Een dergelijk incident leidt al snel tot wijzende vingers en tot aansprakelijkheidsvragen. Overigens is de kans op procedures in dit geval niet zo groot: de publiciteit over het ongeval brengt een onmiskenbaar afbreukrisico voor betrokkenen met zich mee.
Geluk bij een ongeluk is in dit geval dat onlangs in de jurisprudentie duidelijkheid is geschapen over het toepasselijk wettelijk regime. Er is immers het ‘gewone’ aansprakelijkheidsregime van Boek 6 BW. Daarnaast echter kent het vervoersrecht (Boek 8 BW) ook een aansprakelijkheidsregime dat geldt bij een schadevaring (kort gezegd: schade veroorzaakt door een schip). Het verschil hiertussen is onder meer gelegen in een kortere verjaringstermijn bij schadevaringen. Van belang is verder dat bij schadevaringen de scheepseigenaar in beginsel (mede) aansprakelijk is.
Bij ongevallen als in Alphen aan den Rijn is niet direct evident of het hier gaat om een schadevaring, of niet.
Bij ongevallen als in Alphen aan den Rijn is niet direct evident of het hier gaat om een schadevaring, of niet.
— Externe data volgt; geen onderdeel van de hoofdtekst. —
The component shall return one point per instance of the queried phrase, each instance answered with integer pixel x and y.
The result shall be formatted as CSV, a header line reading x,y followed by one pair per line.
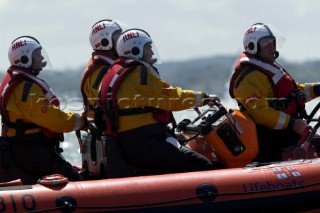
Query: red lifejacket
x,y
283,84
12,78
98,59
108,91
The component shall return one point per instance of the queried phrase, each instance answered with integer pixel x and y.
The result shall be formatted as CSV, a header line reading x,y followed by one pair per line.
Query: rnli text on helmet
x,y
18,44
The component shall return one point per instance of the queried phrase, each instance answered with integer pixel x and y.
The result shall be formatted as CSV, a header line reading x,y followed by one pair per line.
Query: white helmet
x,y
101,34
131,43
21,49
254,34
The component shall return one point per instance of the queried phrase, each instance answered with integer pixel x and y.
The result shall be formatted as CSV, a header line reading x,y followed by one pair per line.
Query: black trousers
x,y
146,147
272,141
36,156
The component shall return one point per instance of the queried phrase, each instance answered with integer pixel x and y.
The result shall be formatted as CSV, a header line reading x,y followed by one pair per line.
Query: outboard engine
x,y
94,159
230,134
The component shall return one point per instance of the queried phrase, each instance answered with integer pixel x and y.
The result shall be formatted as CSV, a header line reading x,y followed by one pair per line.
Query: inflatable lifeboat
x,y
239,185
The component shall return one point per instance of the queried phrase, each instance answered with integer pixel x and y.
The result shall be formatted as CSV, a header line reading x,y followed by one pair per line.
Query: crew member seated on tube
x,y
103,39
269,94
32,121
139,107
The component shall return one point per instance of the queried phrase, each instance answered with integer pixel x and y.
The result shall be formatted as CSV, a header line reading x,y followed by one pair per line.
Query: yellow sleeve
x,y
156,93
37,109
253,93
308,90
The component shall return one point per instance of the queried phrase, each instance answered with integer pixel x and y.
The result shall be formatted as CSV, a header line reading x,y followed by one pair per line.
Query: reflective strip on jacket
x,y
38,108
143,87
258,87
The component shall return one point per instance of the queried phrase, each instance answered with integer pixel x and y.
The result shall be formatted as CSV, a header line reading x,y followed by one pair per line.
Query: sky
x,y
181,29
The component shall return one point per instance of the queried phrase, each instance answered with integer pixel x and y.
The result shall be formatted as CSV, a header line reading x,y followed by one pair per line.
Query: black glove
x,y
210,99
5,154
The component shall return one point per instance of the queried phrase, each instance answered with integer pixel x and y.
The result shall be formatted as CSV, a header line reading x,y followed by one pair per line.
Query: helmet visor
x,y
40,60
279,36
156,57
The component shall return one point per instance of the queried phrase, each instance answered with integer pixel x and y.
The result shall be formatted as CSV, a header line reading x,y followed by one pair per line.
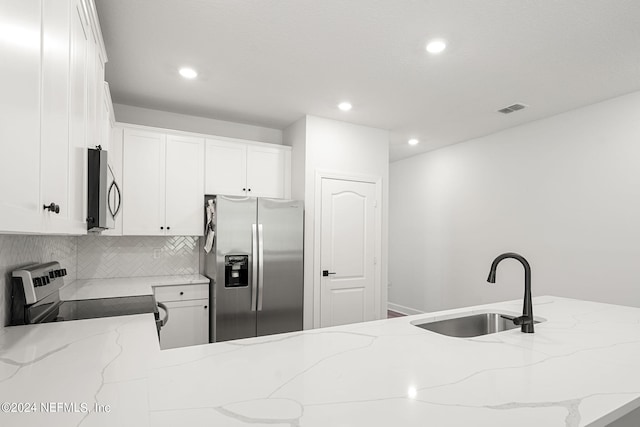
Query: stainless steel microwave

Enerzijds is schade toegebracht vanaf een vaartuig. Anderzijds was sprake van werkzaamheden die niet direct ‘vaargebonden’ waren: het ging om stilstaande kranen die hetzelfde werk (in een andere omgeving) ook vanaf de wal hadden kunnen doen; de gebruikte pontons zijn juist bedoeld om een platform te creëren zodat ‘vastelandinstallaties’ in voorkomende gevallen ook vanaf het water kunnen werken.
Deze vraag heeft zich al eerder voorgedaan. Aan het arrest van de Hoge Raad d.d. 2 november 2014, (ECLI:NL:HR:2014:3350 Liander/KWS) lag een casus ten grondslag die zich leende voor een afgewogen criterium. Er was namelijk sprake van leidingschade die was veroorzaakt door heiwerkzaamheden aan de oever, verricht vanaf een ponton. Daarbij werd zowel de eigenaar van het ponton aangesproken (krachtens een bepaling in het vervoersrecht), als ook de aannemer van het werk. De Hoge Raad oordeelde dat in de verhouding met de pontoneigenaar het vervoersrecht van toepassing was, en er dus sprake was van een schadevaring. In de verhouding met de aannemer speelde de ponton juridisch geen rol, en oordeelde de Hoge Raad om die reden dat hierbij het vervoersrecht geen toepassing vond. Het algemeen criterium dat de Hoge Raad formuleerde:
van schadevaring is sprake voor zover de aanwezigheid van het vaartuig (schip of ponton) ‘een rol speelt in de schadeveroorzaking die aan de vordering ten grondslag wordt gelegd.’
Terug naar Alphen aan den Rijn: was daar sprake van een schadevaring? Op het eerste gezicht wijst het HR-criterium op een duidelijk ‘ja’. Welke partij ook wordt aangesproken, in alle verhoudingen speelt mee dat de instabiele positie van de kranen op de bewegende pontons een rol speelde bij de schadeveroorzaking.